Challenge Questions & Answers
1. What is the name of the character that the statue depicts?
The statue shows a women blindfolded and holding two scales aloft. This statue represents “Lady Justice”, an allegorical personification of the moral force in judicial systems. Her attributes are a blindfold, scales, and a sword. She often appears as a pair with Prudentia.
2. where is this statue located?
I performed a reverse image lookup of the statue image with Google and saw several visually similar images returned.
Looking through the visually similar images, I found one image that was used in an article by americanprogress.org. The image used on this article included details about where it was.
3. What is the name of the building opposite from this statue?
I used google maps to identify the building opposite the “Albert V. Bryan United States Courthouse” where the statue is located. I can also use street view to confirm this.
Challenge 8
Challenge Description
Download the attached video and answer the question.
Challenge Questions & Answers
1. What is the name of the hotel that my friend is staying in?
Looking at the video, I can see a number of key landmarks that helps me to determine that we are in Singapore.
Using these landmarks, I can use google maps to get an idea of where I am in relation to the other buildings.

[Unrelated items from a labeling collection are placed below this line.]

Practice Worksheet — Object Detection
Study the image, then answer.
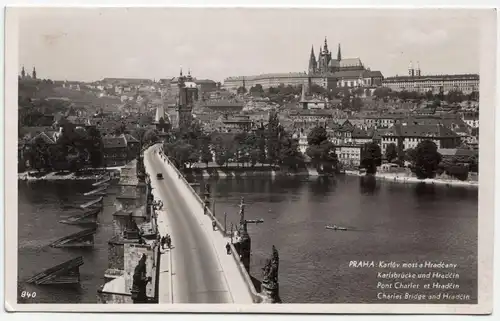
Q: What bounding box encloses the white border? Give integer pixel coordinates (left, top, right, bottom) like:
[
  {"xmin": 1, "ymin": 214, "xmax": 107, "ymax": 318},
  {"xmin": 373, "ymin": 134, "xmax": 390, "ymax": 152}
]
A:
[{"xmin": 4, "ymin": 2, "xmax": 497, "ymax": 314}]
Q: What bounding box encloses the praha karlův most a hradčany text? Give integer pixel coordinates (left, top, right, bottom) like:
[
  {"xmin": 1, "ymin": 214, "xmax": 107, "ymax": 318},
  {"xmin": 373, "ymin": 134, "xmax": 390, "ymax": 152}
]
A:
[{"xmin": 18, "ymin": 39, "xmax": 479, "ymax": 303}]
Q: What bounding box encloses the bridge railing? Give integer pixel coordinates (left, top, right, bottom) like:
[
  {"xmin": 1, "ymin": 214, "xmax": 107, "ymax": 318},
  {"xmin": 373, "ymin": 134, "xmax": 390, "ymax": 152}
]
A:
[{"xmin": 158, "ymin": 148, "xmax": 262, "ymax": 303}]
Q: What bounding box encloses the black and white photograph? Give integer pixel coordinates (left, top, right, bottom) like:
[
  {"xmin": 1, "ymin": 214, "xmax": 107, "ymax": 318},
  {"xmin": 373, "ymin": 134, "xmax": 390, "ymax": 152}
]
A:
[{"xmin": 5, "ymin": 7, "xmax": 496, "ymax": 314}]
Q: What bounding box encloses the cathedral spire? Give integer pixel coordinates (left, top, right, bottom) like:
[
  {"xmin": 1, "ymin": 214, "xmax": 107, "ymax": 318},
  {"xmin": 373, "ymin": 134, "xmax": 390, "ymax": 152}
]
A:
[{"xmin": 309, "ymin": 46, "xmax": 317, "ymax": 73}]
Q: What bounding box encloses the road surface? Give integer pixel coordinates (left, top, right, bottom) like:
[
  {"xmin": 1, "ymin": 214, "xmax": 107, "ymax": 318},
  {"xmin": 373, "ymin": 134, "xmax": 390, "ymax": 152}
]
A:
[{"xmin": 144, "ymin": 147, "xmax": 234, "ymax": 303}]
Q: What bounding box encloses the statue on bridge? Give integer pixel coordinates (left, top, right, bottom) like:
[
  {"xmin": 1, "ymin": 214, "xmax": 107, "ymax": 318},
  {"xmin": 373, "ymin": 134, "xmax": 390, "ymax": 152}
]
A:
[
  {"xmin": 262, "ymin": 245, "xmax": 280, "ymax": 286},
  {"xmin": 262, "ymin": 245, "xmax": 281, "ymax": 303},
  {"xmin": 130, "ymin": 254, "xmax": 151, "ymax": 303}
]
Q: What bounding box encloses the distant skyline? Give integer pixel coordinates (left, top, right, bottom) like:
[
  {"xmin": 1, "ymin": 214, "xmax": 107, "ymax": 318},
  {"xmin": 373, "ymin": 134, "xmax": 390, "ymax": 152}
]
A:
[{"xmin": 17, "ymin": 8, "xmax": 485, "ymax": 82}]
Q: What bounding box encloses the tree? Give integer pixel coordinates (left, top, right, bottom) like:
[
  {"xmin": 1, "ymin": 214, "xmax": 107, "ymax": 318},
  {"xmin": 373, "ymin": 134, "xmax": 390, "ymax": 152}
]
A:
[
  {"xmin": 236, "ymin": 86, "xmax": 247, "ymax": 95},
  {"xmin": 412, "ymin": 140, "xmax": 441, "ymax": 179},
  {"xmin": 256, "ymin": 126, "xmax": 267, "ymax": 164},
  {"xmin": 360, "ymin": 142, "xmax": 382, "ymax": 175},
  {"xmin": 385, "ymin": 143, "xmax": 398, "ymax": 163},
  {"xmin": 446, "ymin": 90, "xmax": 465, "ymax": 104},
  {"xmin": 279, "ymin": 134, "xmax": 304, "ymax": 169},
  {"xmin": 351, "ymin": 97, "xmax": 363, "ymax": 112},
  {"xmin": 306, "ymin": 126, "xmax": 338, "ymax": 172}
]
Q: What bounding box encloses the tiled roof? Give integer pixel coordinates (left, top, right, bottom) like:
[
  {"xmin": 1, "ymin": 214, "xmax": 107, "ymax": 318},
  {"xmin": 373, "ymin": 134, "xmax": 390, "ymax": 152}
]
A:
[
  {"xmin": 384, "ymin": 74, "xmax": 479, "ymax": 82},
  {"xmin": 333, "ymin": 70, "xmax": 364, "ymax": 78},
  {"xmin": 125, "ymin": 134, "xmax": 139, "ymax": 143},
  {"xmin": 340, "ymin": 58, "xmax": 363, "ymax": 67},
  {"xmin": 351, "ymin": 127, "xmax": 372, "ymax": 138},
  {"xmin": 102, "ymin": 136, "xmax": 127, "ymax": 148}
]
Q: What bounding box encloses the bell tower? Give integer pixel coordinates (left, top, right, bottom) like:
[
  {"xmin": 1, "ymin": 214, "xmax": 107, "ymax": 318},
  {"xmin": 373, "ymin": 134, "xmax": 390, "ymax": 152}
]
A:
[{"xmin": 176, "ymin": 67, "xmax": 198, "ymax": 131}]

Dropping down to street view outside the “Clarke Quay Central”, I can look back across the river and see the hotel from where the video was filmed. I can see that the name of the building is “Novotel”.
Performing a google search for “Novotel” provides the full name of the hotel.
Final Thoughts
I really enjoyed working through this room and getting the opportunity to learn more about image intelligence and geospatial intelligence. The challenge had a nice progression and I learned a lot about gathering information just by analyzing a photo or video. Thank you for reading till the end and keep hacking 😄!